The indicator of the Cantor set is not a counterexample since it is not discontinuous everywhere. The indicator of the rationals is nowhere continuous and is measurable.

This can be helpful in order to search for counterexamples: If $A \subseteq [0,1]$ is a set such that both $A$ and $[0,1] \setminus A$ are dense in $[0,1]$ then the indicator of $A$ is nowhere continuous. So, the question can be weakened: Is every such set $A$ necessarily measurable?

Wikipedia says that the set of discontinuities is an $F_\sigma$ set, thus a countable union of closed sets and therefore Borel measurable. In our case it is the whole interval $[0,1]$, so this statement doesn't help.

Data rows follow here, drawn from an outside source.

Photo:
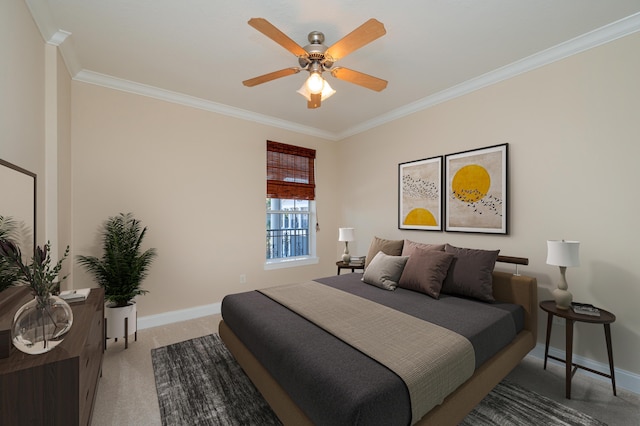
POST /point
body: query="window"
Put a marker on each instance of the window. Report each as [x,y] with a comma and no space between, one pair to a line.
[290,209]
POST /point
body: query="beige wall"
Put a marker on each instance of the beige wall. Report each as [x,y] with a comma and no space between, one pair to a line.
[22,94]
[197,180]
[572,129]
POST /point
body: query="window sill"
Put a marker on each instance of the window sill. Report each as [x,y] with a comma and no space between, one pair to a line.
[290,263]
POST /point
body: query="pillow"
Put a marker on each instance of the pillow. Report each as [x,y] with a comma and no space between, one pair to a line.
[470,273]
[384,271]
[425,270]
[409,247]
[390,247]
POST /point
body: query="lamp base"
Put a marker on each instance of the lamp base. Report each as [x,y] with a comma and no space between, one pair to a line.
[563,298]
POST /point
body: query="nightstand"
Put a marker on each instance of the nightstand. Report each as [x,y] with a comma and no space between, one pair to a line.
[570,317]
[342,265]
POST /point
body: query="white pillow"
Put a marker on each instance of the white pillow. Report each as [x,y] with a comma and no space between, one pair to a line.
[384,271]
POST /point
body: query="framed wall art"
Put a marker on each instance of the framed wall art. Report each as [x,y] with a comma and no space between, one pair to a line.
[476,190]
[420,194]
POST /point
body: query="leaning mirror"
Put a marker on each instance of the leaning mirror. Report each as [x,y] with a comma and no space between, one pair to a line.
[18,201]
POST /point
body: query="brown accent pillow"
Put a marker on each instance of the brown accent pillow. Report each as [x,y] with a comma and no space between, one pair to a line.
[470,273]
[384,271]
[390,247]
[425,270]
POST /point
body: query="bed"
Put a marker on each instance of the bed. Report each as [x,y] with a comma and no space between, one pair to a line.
[310,376]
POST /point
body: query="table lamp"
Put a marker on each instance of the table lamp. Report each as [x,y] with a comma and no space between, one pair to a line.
[346,235]
[563,254]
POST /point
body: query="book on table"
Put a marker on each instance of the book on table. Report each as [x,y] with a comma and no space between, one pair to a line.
[585,309]
[75,295]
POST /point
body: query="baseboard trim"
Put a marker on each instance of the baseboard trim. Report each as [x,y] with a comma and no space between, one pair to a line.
[624,379]
[177,316]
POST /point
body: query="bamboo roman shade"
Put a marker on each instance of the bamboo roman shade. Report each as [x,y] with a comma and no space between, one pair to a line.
[290,171]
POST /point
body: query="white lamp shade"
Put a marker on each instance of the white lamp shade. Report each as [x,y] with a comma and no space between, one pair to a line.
[346,234]
[327,91]
[563,253]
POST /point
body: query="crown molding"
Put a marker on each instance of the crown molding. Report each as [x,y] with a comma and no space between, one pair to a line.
[42,16]
[194,102]
[590,40]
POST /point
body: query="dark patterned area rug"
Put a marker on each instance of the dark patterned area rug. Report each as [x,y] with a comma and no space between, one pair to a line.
[199,383]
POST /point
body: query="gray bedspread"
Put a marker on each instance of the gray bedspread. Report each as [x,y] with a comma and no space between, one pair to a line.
[335,384]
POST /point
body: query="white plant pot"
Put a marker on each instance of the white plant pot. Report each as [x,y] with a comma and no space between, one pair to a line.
[115,317]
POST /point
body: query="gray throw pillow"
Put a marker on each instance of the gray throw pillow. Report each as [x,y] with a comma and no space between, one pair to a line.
[390,247]
[384,271]
[471,273]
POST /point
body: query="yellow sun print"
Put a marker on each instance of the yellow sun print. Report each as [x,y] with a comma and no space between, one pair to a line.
[471,183]
[420,216]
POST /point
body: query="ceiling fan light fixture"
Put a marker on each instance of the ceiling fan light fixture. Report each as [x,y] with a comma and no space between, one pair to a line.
[315,83]
[327,91]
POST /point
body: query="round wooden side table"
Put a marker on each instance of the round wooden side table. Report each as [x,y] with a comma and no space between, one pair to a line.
[570,317]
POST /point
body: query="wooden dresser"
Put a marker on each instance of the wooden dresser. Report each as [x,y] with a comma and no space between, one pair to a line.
[59,387]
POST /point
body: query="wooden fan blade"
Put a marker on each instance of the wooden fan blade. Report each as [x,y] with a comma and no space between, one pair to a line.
[359,78]
[364,34]
[271,76]
[315,101]
[268,29]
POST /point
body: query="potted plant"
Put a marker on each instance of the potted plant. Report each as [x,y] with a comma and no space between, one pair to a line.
[120,271]
[42,323]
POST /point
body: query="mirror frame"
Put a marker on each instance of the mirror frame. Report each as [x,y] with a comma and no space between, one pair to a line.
[34,176]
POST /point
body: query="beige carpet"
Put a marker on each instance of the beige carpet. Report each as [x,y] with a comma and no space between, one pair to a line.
[127,392]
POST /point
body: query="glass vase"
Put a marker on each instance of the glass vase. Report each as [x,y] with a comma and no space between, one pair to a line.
[41,324]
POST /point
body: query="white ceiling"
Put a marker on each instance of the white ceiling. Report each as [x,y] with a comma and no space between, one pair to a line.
[198,52]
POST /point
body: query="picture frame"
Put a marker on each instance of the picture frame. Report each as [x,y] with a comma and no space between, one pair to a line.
[476,194]
[420,194]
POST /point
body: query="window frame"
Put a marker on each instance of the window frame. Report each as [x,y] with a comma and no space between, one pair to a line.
[289,262]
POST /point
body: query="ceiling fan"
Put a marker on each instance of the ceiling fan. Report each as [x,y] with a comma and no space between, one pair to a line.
[317,58]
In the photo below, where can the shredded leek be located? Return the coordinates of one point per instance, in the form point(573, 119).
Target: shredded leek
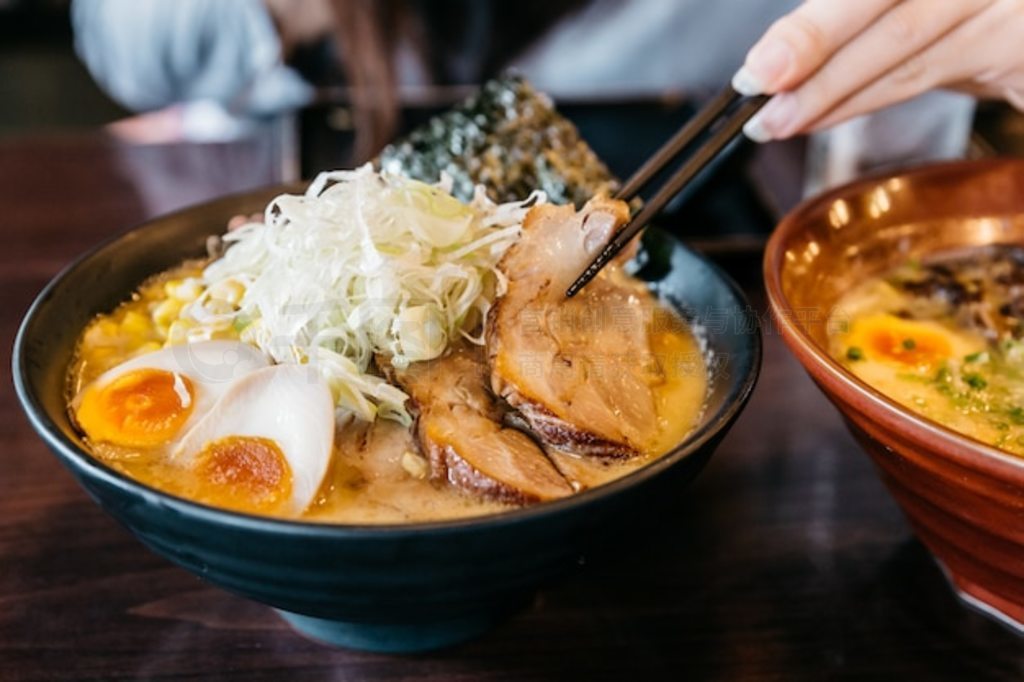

• (1) How do you topologize $\{0,1\}$? (2) What's the second kind of discontinuity? – Asaf Karagila Oct 23 '14 at 11:53
• $\{ 0, 1 \}$ as a subset of $\mathbb{R}$, so discrete topology. A point x is discontinuity of the second kind is such that both the left limit and the right limits of $f$ at $x$ do not exist. – yadaddy Oct 23 '14 at 11:56

Using the axiom of choice we can construct a Bernstein set, which is a set $A\subseteq[0,1]$ such that no perfect set is a subset of $A$. The construction is such that $[0,1]\setminus A$ is also a Bernstein set, and $A$ meets every perfect set, but contains none. We list all the perfect sets (there are $2^{\aleph_0}$ of them, and we use the smallest possible order type) then we choose from each one two points, one which will enter $A$ and the other which will not. At each step we only chose $<2^{\aleph_0}$ points, so we can continue and choose new points at each step. This ensures that $A$ and its complement are both meeting every perfect subset of $[0,1]$ (and therefore neither contains any).
In particular $A$ is dense co-dense and not measurable. Not Lebesgue and certainly not Borel measurable.